Embora cruel, a situação exige praticidade, a gente corre contra o tempo. Tudo tem que ser rapidinho, pra ontem, então logo fui me consultar com uma mastologista. Antes de chegar lá, até que eu estava relativamente tranquila. Só que uma placa na fachada do lugar me desmontou: Centro de Oncologia. Caramba, aquilo parecia um pesadelo, não podia estar acontecendo comigo! Me senti mal, minha pressão baixou um pouco, me deu tremedeira. Mas a delicadeza da recepcionista simpática, bonita, que falava baixinho, foi me acalmando. A consulta, então, foi ótima, com excelentes perspectivas. Embora a mastologista também tenha sinalizado a quase total probalidade de realmente tratar-se de um câncer, fui salva pela minha extrema vaidade. Além de me informar que o tratamento, embora bastante invasivo, será bem sucedido, ainda vou ganhar recauchutagem geral. Um cirurgião plástico estará a postos para fazer a reparação imediata da mama afetada e, de quebra, vai melhorar a outra que está saudável também, pra que haja uma simetria perfeita. Sairei turbinada do centro cirúrgico, pode?! U-huuuuuu!

Sei que o caminho a ser percorrido vai ser difícil. Já tive uma amostra no último sábado, quando fiz uma biópsia, a tal da Core Biopsy, um procedimento que no meu caso foi bastante doloroso (por causa da infiltração do tumor nas costelas), mas que é fundamental para o diagnóstico final.
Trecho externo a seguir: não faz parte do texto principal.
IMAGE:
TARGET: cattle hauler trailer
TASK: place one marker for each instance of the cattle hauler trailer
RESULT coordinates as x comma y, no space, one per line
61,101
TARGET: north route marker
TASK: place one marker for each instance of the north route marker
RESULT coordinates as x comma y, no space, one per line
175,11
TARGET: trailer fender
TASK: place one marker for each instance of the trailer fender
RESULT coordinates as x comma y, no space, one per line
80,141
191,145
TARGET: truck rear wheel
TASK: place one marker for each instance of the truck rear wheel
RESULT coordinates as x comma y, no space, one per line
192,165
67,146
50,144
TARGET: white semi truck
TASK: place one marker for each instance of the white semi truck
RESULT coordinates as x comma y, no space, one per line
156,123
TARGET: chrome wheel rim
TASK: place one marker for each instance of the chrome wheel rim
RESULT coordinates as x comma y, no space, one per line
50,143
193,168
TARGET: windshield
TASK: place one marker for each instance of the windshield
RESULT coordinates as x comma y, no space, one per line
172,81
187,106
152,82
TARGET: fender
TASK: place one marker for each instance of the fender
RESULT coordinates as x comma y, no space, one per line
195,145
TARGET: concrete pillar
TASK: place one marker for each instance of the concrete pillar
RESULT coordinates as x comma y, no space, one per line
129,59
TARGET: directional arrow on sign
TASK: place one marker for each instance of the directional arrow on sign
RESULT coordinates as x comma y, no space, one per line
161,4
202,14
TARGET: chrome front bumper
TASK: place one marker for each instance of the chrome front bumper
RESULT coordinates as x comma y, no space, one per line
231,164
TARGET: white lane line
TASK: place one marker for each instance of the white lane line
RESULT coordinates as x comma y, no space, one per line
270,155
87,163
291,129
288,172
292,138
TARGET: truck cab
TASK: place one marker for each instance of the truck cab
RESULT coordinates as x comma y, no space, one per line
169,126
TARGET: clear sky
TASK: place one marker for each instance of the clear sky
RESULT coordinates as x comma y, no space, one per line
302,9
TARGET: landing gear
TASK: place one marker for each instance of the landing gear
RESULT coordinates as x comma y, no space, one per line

Já fui informada também de todas as etapas do tratamento, sendo que antes mesmo da cirurgia, já vou encarar a primeira sessão de quimioterapia - isso possibilita uma redução do tumor e, consequentemente, reduz também da área a ser extraída cirurgicamente. Aí, já viu, né?! Tô tentando desencanar com o que tanto me aterroriza, a perda dos cabelos... Muito triste, mas faz parte.

Coisa estranha é a sensação de culpa que bate. De repente, me senti como se fosse uma desleixada. Caramba, com tanta campanha para prevenção do câncer de mama, como é que pude ficar assim, ainda mais dormindo com um ginecologista do meu lado? Aí parei pra refletir sobre isso. Na verdade, há um direcionamento errado nessa história. Não existe prevenção contra o câncer de mama, porque se ele tiver que aparecer, vem mesmo. Não interessa se você é pobre ou rica, bonita ou feia, gorda ou magra, uma pessoa "zen" ou não, vem e pronto. A prevenção é contra a morte por câncer de mama, isso sim. Aí é que as campanhas acertam em cheio, já que descobrir a encrenca logo no início faz toda a diferença, não apenas pela óbvia preservação da vida, como também na minimização do estrago.  

O que chega a ser engraçado no meio dessa confusão toda é ver a reação das pessoas quando ficam sabendo, geralmente sempre a mesma:

- Câncer? Ah, meu Deus! (choque) Mas hoje em dia... (pano quente)

- Cabelo cresce! (sei disso. Só que, vem cá um instantinho, fafavô... Que mulher quer ser careca?!)

- Tenha fé... A fé remove montanhas... Não cai uma folha de uma árvore sem que Deus permita... Mais vale um pássaro na mão que dois voando... (e por aí vai)

Tá certo, é mesmo difícil lidar com isso, o que dizer, né? Mas hoje, estando envolvida na situação, sei que muito mais importante do que dizer algo é fazer. Carinho e atenção são fundamentais. Saber que não será uma luta solitária, também. E nesse quesito estou muitíssimo bem servida. Conto com o apoio de pessoas muito queridas, que têm estado ao meu lado a todo instante, acompanhando cada passo dessa batalha, que está só começando. E o japa? Não há palavras que definam esse cara. Tem sido o mais dedicado dos companheiros, atento, carinhoso, disponível, me cercando de cuidados muito especiais por todos os lados.

Então é assim, vambora batalhar, né, fazer o quê?! Há ainda uma remotíssima (mas real) chance de não ser nada disso, vamos ver. Mas uma coisa eu garanto: saio dessa muito melhor do que estava antes. Sempre foi assim com todos os meus perrengues e agora não será diferente. É força na peruca... MESMO!